The government will this year sell off more state-owned assets than ever before.
At £32 billion, says chancellor George Osborne, "the sale of government assets this year will deliver the largest privatisation proceeds of all time, higher than the previous record in 1987."
The privatisations include stakes in RBS, Lloyds, UK Asset Resolution - which holds the loan books of Northern Rock and Bradford & Bingley - and Royal Mail.
In the next few months, the government will start selling off its stake in RBS, with plans to get rid of at least three-quarters of its 78% holding over the next five years. This is expected to raise £2 billion during this financial year, and £25 billion overall.

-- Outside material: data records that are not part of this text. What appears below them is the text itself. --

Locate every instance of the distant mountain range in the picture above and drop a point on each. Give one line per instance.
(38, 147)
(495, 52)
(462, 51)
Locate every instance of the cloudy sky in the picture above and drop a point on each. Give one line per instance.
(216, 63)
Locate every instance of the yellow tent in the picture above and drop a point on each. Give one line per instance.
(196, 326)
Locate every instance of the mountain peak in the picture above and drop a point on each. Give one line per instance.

However, the plan is deeply controversial. The bank was bailed out seven years ago to the tune of £46 billion, meaning taxpayers would only get half their money back - and that's without taking into account the interest the government's paid on the money it borrowed to finance the bailout.
What the series of sell-offs do achieve is to allow the government to balance its books - but at a cost. It will no longer have the profits coming in.
"It is only because of these asset sales that public sector net debt is forecast to fall as a share of GDP this year."
And, says John Thanassoulis, professor of financial economics at Warwick Business School, commitments such as that made about RBS can give the impression that the government is a forced seller who has to accept whatever price is offered.
"Many might look at the UK government and think to themselves 'there's a chancellor who has said he needs to find a lot of money to deal with the deficit and he needs to find it quite urgently' and that would maybe give the impression the government is such a forced seller," he says.
"It would now be very damaging to RBS and Britain if the government were to come back without finding a buyer, and so they will be under pressure to accept low prices."